Die Kultusministerkonferenz soll laut der Beschlussvorlage bis zum 29. April ein Konzept für weitere Schritte vorlegen, wie der Unterricht unter besonderen Hygiene- und Schutzmaßnahmen wieder aufgenommen werden kann. „Jede Schule braucht einen Hygieneplan“, hieß es in dem Beschluss. Die meisten Eltern und Kinder müssen sich also weiter in Geduld üben.

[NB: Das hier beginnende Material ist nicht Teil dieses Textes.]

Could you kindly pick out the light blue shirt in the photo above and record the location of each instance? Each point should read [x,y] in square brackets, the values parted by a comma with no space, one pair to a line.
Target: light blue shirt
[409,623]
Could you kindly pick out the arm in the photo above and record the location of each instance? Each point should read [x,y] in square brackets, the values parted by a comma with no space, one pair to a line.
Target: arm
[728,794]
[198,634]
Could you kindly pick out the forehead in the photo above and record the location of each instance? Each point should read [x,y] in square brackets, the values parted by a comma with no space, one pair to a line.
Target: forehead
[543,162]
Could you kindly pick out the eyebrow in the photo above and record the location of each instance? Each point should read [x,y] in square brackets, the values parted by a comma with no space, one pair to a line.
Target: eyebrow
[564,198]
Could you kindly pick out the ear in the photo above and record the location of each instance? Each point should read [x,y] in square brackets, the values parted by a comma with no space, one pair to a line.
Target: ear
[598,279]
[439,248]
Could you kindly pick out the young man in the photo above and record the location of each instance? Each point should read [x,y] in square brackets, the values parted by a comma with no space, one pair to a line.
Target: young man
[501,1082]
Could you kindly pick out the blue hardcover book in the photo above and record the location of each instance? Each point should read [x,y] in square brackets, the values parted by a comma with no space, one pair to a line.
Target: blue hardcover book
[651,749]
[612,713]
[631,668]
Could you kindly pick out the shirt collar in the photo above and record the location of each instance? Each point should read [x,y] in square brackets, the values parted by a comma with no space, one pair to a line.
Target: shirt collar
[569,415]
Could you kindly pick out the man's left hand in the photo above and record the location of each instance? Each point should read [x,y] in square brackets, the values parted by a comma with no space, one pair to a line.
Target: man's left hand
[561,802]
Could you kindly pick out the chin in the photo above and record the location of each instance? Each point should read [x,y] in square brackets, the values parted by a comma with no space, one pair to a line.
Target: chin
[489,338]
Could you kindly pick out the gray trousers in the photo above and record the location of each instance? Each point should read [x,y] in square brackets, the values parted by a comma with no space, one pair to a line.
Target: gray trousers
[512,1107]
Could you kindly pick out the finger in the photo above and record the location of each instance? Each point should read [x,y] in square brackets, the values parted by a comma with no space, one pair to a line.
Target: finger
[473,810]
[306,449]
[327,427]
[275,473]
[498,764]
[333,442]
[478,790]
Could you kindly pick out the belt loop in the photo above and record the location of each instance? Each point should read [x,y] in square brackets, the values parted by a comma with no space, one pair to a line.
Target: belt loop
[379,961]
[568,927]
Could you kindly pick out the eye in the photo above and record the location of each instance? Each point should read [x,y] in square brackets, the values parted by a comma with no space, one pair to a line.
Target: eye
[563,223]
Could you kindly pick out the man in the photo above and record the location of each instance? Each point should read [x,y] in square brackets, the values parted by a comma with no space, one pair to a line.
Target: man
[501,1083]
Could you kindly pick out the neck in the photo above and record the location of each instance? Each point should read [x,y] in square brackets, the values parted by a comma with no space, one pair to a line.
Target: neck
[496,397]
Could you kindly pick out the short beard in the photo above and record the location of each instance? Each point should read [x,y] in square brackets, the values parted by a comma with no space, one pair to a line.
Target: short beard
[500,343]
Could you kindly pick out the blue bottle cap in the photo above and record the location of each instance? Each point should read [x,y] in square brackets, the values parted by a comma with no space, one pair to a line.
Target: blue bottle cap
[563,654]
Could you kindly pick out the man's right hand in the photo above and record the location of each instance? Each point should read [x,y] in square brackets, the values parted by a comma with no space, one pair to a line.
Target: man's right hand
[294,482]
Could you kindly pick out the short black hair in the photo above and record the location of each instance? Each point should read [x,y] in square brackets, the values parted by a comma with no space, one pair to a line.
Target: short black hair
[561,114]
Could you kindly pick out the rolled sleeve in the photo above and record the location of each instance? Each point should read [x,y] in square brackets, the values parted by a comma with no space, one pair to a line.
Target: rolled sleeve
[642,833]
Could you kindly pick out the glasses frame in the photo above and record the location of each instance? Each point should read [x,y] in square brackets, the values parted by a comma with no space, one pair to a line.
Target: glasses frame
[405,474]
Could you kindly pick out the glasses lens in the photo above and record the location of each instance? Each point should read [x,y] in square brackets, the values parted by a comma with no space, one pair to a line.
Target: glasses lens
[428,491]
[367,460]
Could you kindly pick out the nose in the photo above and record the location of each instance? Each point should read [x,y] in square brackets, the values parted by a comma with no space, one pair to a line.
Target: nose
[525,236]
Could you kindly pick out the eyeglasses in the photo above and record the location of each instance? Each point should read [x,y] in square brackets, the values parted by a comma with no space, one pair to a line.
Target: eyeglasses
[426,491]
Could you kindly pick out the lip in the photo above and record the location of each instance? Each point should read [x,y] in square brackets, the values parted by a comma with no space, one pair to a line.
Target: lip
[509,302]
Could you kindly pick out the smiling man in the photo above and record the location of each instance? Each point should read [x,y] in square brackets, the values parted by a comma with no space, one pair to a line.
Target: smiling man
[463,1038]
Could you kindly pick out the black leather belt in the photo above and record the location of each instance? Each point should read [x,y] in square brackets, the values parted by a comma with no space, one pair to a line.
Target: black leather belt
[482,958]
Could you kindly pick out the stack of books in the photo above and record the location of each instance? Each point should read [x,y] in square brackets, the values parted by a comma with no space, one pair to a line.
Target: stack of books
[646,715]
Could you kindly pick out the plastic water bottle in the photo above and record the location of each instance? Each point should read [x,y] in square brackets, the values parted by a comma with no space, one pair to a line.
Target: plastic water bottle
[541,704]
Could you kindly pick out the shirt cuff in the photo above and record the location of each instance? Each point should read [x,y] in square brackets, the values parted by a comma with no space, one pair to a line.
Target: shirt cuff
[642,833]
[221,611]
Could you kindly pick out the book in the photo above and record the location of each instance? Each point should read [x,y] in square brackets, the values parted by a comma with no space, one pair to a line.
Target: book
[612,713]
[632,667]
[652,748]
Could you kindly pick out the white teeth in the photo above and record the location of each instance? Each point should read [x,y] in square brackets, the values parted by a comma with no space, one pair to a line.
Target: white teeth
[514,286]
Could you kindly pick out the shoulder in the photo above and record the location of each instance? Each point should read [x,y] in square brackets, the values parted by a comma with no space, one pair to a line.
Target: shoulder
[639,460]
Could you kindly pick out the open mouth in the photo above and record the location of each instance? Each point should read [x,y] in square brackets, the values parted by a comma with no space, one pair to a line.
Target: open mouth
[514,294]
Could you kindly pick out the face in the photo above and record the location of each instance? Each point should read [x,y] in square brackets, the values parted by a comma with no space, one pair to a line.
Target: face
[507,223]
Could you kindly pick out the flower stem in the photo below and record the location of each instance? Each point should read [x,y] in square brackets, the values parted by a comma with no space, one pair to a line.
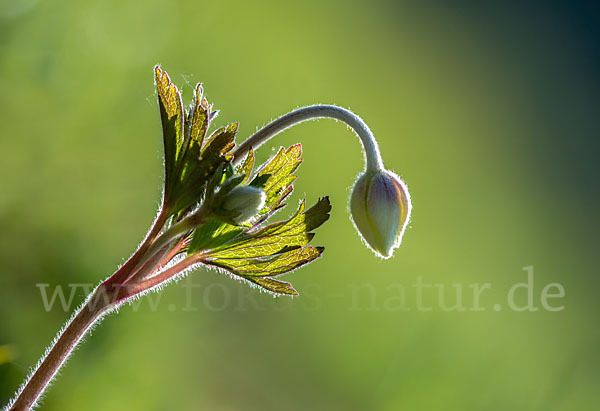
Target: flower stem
[372,156]
[89,314]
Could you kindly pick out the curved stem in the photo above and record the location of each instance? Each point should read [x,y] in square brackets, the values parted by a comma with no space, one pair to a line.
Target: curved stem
[89,314]
[372,155]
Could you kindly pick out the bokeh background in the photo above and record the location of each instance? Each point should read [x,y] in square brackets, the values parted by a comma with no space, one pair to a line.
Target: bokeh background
[488,110]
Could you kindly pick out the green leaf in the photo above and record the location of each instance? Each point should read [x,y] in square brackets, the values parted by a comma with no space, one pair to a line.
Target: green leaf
[274,286]
[273,250]
[276,177]
[172,118]
[198,169]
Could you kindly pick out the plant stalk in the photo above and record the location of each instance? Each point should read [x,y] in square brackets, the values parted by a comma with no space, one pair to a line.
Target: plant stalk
[373,159]
[88,315]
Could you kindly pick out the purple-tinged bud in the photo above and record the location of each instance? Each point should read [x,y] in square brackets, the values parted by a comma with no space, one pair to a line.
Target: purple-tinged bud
[380,208]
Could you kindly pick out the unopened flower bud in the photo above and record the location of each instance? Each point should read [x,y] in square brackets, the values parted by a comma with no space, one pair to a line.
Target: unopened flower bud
[380,208]
[244,202]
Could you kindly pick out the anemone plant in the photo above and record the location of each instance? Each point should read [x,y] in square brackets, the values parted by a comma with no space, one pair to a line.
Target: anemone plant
[216,211]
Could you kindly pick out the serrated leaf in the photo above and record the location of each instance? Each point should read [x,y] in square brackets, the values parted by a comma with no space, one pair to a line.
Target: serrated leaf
[273,266]
[274,286]
[276,177]
[198,169]
[273,250]
[172,118]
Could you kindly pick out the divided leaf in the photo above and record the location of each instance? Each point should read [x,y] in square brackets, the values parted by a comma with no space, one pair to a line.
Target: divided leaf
[273,250]
[276,177]
[171,115]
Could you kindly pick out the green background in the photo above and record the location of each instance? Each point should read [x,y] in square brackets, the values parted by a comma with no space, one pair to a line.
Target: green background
[488,110]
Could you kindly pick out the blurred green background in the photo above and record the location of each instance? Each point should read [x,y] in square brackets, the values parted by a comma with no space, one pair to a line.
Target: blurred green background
[488,110]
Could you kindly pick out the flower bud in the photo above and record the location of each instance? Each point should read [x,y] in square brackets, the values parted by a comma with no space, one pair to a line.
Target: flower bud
[380,208]
[244,202]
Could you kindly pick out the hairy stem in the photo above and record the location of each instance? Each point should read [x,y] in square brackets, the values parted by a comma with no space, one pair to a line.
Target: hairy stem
[372,155]
[90,313]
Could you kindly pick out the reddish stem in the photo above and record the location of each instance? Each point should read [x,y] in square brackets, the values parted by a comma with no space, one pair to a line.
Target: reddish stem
[89,314]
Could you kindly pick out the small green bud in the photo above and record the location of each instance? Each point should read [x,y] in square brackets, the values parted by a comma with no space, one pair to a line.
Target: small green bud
[380,208]
[244,202]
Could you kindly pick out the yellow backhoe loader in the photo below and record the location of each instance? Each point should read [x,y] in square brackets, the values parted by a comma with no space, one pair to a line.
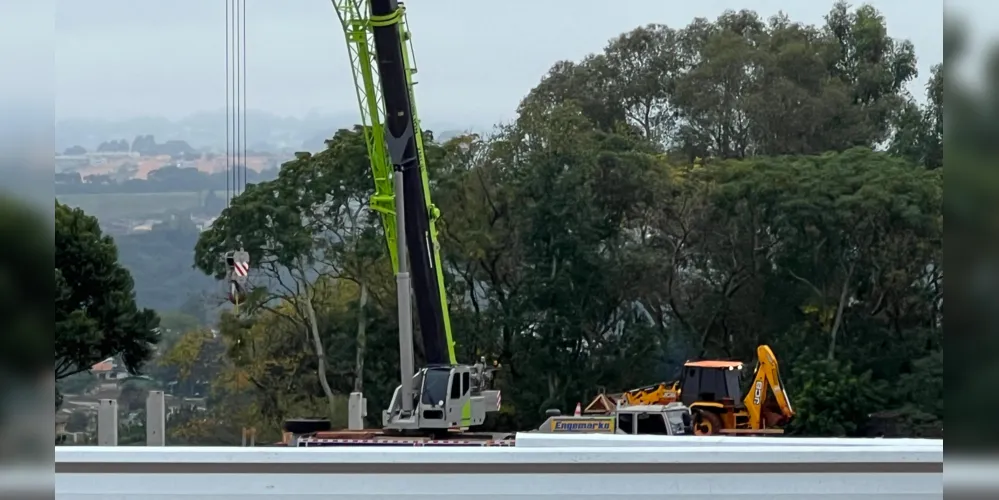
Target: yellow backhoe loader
[712,389]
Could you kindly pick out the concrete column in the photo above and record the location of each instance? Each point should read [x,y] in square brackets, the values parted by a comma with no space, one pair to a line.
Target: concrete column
[155,419]
[357,409]
[107,422]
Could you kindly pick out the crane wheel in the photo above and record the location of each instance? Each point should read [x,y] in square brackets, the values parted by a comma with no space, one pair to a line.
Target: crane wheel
[706,424]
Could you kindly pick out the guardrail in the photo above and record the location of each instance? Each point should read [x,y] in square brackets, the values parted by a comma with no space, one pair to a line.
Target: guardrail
[688,472]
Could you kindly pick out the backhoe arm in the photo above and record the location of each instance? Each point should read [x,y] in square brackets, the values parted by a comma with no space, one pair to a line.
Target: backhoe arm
[766,381]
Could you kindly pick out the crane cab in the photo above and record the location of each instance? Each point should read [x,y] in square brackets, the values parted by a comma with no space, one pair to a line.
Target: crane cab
[446,397]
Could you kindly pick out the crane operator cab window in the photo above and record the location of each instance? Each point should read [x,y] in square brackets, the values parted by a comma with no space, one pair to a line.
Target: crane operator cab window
[435,386]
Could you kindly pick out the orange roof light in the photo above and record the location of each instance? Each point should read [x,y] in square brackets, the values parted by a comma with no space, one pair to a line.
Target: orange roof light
[715,364]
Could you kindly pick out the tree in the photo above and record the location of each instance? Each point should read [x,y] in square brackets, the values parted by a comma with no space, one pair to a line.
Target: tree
[95,312]
[305,231]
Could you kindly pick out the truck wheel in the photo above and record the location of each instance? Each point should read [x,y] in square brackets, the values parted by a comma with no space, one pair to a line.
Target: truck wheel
[706,424]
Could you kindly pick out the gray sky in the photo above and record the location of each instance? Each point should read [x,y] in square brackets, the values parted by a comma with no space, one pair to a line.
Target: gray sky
[477,59]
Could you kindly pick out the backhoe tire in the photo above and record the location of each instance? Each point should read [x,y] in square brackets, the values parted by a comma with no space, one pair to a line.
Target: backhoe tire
[706,423]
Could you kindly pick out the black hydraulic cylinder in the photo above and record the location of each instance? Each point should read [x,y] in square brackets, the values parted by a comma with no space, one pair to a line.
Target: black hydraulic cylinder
[401,141]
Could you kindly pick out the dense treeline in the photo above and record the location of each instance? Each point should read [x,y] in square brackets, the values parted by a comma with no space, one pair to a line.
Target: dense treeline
[685,193]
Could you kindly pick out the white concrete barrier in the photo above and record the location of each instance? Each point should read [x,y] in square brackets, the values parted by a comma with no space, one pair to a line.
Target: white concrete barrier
[731,472]
[548,440]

Merkel bat sie ausdrücklich um Verständnis. Es gehe um kleinere Gruppen. Man brauche Konzepte für Pausen und Schulbusse, sagte sie. „Es wird also ein hoher logistischer Aufwand zu betreiben sein.“
Keine Fußballspiele
Großveranstaltungen werden wegen der Pandemie bis zum 31. August grundsätzlich untersagt – auch Fußballspiele sind davon betroffen. Konkrete Regelungen, etwa zur Größe der Veranstaltungen, sollen durch die Länder getroffen werden. Außerdem empfehlen Bund und Länder „dringend“ das Tragen von Alltagsmasken im öffentlichen Nahverkehr und im Einzelhandel. Eine generelle bundesweite Maskenpflicht gibt es also weiterhin nicht.
Bundesinnenminister Horst Seehofer (CSU) entschied unterdessen, die Grenzkontrollen zu den fünf Nachbarstaaten Österreich, Schweiz, Frankreich, Luxemburg und Dänemark sowie für die Luftgrenze zu Italien und Spanien bis zum 4. Mai zu verlängern. „So sollen die Infektionsgefahren durch das Coronavirus weiter erfolgreich eingedämmt werden, indem Infektionsketten unterbrochen werden“, teilte das Innenministerium mit.